When in 1984 he persuaded Tommaso Buscetta, nicknamed the “Boss of the Two Worlds”, to testify against fellow mafiosi, the Italian authorities knew little about the Sicilian mafia. Falcone figured that Buscetta had nothing to lose since his rivals had already murdered his two sons, followed by a brother, a son-in-law, a brother-in-law and four nephews and what he revealed to the prosecutor were the inner workings of the Costa Nostra: its rituals, organisational structures and illicit activities.

Thanks to his testimony, prosecutors ordered the arrest of almost 500 mafiosi, culminating in the so-called “Maxi trial” that resulted in guilty verdicts for 338 criminals.

Since then, hundreds of mafiosi across Italy began collaborating with magistrates and breaking omertà, the mafia’s once impregnable code of silence. But while the number of informants has grown, public opinion has become less tolerant of sentence reductions for mafiosi, who have been accused of manipulating the system to their advantage and never truly repenting for their crimes.

Related: Inside the trial against the ‘Ndrangheta, Italy’s biggest mafia syndicate – podcast

“The sentence reductions are based on a pact, not on repentance,” said Claudio Fava, president of Sicily’s anti-mafia commission and son of the late journalist Giuseppe, killed by the mafia in 1984.

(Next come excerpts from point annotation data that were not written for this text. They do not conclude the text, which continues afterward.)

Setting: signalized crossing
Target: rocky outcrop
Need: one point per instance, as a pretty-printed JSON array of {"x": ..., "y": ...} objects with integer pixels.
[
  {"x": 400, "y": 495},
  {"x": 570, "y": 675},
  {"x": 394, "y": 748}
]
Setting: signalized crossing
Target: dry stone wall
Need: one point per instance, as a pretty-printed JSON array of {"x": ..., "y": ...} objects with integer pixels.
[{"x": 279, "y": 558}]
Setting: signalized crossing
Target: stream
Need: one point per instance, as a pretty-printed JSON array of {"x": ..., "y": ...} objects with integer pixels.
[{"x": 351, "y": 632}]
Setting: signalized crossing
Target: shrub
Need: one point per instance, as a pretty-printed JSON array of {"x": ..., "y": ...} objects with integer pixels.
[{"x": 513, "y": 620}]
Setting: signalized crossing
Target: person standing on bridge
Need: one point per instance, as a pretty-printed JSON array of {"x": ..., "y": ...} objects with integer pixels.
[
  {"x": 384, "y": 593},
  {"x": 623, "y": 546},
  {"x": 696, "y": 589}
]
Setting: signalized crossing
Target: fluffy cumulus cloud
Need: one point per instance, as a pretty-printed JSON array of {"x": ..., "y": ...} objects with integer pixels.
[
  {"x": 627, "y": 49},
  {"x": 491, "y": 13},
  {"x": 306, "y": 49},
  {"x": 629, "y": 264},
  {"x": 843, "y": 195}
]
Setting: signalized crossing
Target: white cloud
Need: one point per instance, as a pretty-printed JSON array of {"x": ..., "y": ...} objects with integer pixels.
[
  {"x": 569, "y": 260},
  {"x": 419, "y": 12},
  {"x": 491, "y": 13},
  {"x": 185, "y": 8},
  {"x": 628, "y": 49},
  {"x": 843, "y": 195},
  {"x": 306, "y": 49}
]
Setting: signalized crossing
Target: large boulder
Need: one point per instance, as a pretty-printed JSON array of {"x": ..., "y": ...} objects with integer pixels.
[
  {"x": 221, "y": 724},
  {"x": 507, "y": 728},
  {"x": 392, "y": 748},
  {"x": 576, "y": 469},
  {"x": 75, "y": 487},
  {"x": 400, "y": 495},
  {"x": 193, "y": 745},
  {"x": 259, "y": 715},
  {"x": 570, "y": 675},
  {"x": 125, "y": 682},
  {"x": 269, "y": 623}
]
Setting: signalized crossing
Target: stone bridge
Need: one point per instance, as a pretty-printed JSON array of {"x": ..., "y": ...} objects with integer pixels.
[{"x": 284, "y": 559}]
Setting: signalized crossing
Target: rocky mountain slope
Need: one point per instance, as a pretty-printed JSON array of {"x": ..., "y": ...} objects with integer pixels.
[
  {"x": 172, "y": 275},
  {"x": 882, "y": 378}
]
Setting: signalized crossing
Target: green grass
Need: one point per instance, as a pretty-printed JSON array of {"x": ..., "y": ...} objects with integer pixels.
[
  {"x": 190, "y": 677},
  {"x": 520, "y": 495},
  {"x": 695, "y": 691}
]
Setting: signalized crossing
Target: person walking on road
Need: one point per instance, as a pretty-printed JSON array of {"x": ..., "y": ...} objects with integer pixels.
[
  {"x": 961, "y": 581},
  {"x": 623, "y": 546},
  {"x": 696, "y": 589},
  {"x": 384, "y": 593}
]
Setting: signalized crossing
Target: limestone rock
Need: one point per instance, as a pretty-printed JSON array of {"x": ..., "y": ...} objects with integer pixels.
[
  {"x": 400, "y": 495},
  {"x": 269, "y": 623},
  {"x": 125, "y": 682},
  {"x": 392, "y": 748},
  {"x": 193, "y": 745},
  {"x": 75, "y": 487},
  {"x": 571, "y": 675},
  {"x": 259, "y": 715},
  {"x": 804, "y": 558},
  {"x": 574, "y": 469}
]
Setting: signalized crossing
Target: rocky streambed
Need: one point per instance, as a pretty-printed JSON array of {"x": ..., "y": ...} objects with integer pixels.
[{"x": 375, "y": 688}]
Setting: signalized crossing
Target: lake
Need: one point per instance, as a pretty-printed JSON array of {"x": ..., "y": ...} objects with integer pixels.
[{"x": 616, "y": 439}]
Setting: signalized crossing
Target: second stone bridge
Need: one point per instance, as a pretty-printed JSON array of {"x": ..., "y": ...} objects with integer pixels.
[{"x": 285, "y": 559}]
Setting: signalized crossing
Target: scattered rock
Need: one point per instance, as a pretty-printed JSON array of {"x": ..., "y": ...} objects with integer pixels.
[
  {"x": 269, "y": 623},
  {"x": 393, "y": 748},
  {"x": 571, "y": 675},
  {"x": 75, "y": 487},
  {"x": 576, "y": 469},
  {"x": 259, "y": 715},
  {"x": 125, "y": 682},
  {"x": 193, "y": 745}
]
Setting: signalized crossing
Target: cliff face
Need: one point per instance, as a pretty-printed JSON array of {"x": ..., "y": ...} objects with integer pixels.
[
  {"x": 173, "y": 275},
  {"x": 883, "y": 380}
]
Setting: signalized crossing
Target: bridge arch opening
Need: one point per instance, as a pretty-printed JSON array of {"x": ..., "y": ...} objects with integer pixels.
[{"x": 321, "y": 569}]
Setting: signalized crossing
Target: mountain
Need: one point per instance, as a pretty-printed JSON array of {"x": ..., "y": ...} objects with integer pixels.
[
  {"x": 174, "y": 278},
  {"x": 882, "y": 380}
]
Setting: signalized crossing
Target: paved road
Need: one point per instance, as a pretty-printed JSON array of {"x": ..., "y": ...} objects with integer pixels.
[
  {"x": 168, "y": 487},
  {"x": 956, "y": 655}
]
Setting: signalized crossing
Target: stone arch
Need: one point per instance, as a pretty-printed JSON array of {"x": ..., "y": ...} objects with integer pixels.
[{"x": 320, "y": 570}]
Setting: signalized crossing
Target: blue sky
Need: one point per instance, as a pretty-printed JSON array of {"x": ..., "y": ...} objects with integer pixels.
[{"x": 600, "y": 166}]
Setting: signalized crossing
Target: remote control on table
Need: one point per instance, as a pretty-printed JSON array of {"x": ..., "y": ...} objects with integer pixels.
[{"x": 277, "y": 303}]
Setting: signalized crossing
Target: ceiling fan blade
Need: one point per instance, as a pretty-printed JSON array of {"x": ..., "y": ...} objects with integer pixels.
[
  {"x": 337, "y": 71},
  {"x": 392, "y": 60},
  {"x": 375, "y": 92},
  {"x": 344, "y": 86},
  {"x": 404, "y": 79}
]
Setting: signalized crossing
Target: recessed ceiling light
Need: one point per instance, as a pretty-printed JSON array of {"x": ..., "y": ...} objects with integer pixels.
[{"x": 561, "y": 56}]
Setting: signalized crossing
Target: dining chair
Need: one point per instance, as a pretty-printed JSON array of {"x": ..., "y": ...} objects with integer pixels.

“The state is not responsible for ascertaining the sincerity of repentance. It’s not a confessional. It’s clear that 90% of mafiosi who turn informant do so as a matter of strategy. My father was killed by a man who murdered over 85 people and who was released last year after having become an informant. I have nothing good to say about him, but thanks to his testimony, my father’s cold case was reopened after 10 years.”

Almost all leading mafiosi are now in prison thanks to Falcone, whose informant law has also led to the arrest of members of the Calabrian ’Ndrangheta, considered Italy’s most powerful organised crime syndicate and characterised by strong blood relations and an iron-clad code of silence, making it virtually impenetrable. In recent trials under way in Calabria, brothers, nephews and children have decided to come forward against alleged criminal relatives.

“If the Sicilian mafia is weaker today, we owe a debt of gratitude to my brother and his law,’’ said Maria Falcone. “Abolishing it would mean setting the clock back 30 years. It would mean my brother’s struggle was all in vain.”